3. “Keys to locking” – The content goes into each cell or intersection. The vendors or partners will be responsible for the “locking,” which is the implementation or operation of the security controls enforcement. The bank will hold the “keys” — orchestrate, build trust, take ownership and, ultimately, be accountable.
With the TOTAL security strategy, banks do not solely rely on technology. They must implement guidelines, policies and security controls through training and cultural changes starting with a security by design approach.
The TOTAL Security Road Map
An evidence-based, step-by-step approach is critical for successful implementation of the TOTAL security road map. In broad terms, banks must first comply with all relevant security laws and regulations. Next, they should consider the following steps in order to develop a successful road map:
1. Evaluate and rationalize the current security matrix and identify existing security domains.
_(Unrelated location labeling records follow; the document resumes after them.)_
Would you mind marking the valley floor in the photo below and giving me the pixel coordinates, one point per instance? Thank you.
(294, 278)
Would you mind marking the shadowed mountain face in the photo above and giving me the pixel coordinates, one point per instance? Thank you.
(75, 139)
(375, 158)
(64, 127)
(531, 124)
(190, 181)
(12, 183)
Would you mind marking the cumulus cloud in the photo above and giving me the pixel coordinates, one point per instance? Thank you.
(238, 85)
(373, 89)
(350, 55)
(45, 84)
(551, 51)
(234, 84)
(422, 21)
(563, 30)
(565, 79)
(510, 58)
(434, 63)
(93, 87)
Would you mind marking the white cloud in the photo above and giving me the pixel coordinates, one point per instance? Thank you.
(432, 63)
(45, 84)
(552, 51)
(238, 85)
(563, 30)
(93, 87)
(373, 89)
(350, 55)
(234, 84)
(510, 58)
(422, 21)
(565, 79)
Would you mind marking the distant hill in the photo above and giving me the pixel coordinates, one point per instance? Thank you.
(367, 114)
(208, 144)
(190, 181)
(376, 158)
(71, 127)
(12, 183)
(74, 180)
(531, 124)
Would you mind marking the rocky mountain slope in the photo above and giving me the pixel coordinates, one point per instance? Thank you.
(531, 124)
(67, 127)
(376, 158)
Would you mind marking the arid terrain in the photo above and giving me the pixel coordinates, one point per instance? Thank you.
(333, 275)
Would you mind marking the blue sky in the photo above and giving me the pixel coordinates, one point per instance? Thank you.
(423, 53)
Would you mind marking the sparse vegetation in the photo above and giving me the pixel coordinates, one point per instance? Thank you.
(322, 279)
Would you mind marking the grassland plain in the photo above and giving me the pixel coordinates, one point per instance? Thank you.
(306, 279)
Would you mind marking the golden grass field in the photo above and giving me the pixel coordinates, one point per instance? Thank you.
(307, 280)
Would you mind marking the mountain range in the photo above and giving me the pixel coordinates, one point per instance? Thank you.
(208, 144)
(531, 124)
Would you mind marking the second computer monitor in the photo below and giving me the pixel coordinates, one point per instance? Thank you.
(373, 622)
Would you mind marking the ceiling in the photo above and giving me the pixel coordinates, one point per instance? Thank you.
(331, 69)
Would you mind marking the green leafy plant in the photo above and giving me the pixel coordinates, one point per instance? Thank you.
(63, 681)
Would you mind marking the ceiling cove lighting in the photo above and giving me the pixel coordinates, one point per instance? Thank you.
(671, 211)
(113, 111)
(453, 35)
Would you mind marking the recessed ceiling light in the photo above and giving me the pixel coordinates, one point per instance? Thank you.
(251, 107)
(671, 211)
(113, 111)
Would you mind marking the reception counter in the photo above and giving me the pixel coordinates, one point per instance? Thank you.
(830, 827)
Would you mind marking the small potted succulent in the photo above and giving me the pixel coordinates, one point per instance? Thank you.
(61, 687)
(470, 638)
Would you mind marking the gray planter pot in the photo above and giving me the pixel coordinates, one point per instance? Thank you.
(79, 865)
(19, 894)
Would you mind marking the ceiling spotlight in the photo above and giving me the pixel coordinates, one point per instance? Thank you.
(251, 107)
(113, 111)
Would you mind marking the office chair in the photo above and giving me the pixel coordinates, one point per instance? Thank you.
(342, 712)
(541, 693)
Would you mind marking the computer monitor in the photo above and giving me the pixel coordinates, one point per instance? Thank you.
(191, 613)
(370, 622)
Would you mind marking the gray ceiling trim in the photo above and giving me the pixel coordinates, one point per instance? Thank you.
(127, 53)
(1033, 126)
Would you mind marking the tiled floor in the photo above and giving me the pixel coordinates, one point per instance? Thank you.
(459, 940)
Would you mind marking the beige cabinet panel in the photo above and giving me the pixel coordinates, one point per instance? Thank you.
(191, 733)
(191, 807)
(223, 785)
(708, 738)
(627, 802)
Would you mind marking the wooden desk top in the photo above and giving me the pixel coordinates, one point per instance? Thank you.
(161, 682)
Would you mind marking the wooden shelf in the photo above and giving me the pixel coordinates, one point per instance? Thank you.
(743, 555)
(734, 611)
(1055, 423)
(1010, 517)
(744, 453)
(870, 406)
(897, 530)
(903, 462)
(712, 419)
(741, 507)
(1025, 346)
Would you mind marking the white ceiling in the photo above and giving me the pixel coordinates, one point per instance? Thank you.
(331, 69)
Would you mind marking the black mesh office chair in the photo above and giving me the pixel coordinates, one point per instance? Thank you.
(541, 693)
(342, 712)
2. Add required security domains and propose a future security matrix when building the technology stack.
3. Develop security-by-design, cloud-native architecture for applications, data, analytics and AI.
4. Build security business architecture to enforce roles, responsibility, policy and guidelines.
5. Implement and operationalize security controls to all delivery pipelines and business processes.
Finally, consider the risk-based approach as a comprehensive transformation toward TOTAL security.
Indicators Of Successful Security Management
To supplement the strategy, a tools-based security heatmap might be able to help monitor potential security areas. It should have a real-time dashboard that streams data collected about security risk, issue, action and status, which collectively reflects the overall security posture qualitatively as well as quantitatively:
• Qualitative measures include compliance with the new cloud security architecture patterns, governance frameworks and operational models.
• Quantitative indicators include cost per incident, mean time to detect, alarm time to triage, mean time to investigate and mean time to resolve.
Conclusion
The TOTAL security strategy has been developed in consultation with our clients, mostly banks, specifically for cloud transformation. By emphasizing trust, banks are accountable to evaluate their current state and develop a road map toward a future cloud-native open banking ecosystem where many parties collaborate.
With this strategy, banks assume total ownership and embrace intelligent automation to orchestrate multiple parties with shared responsibility.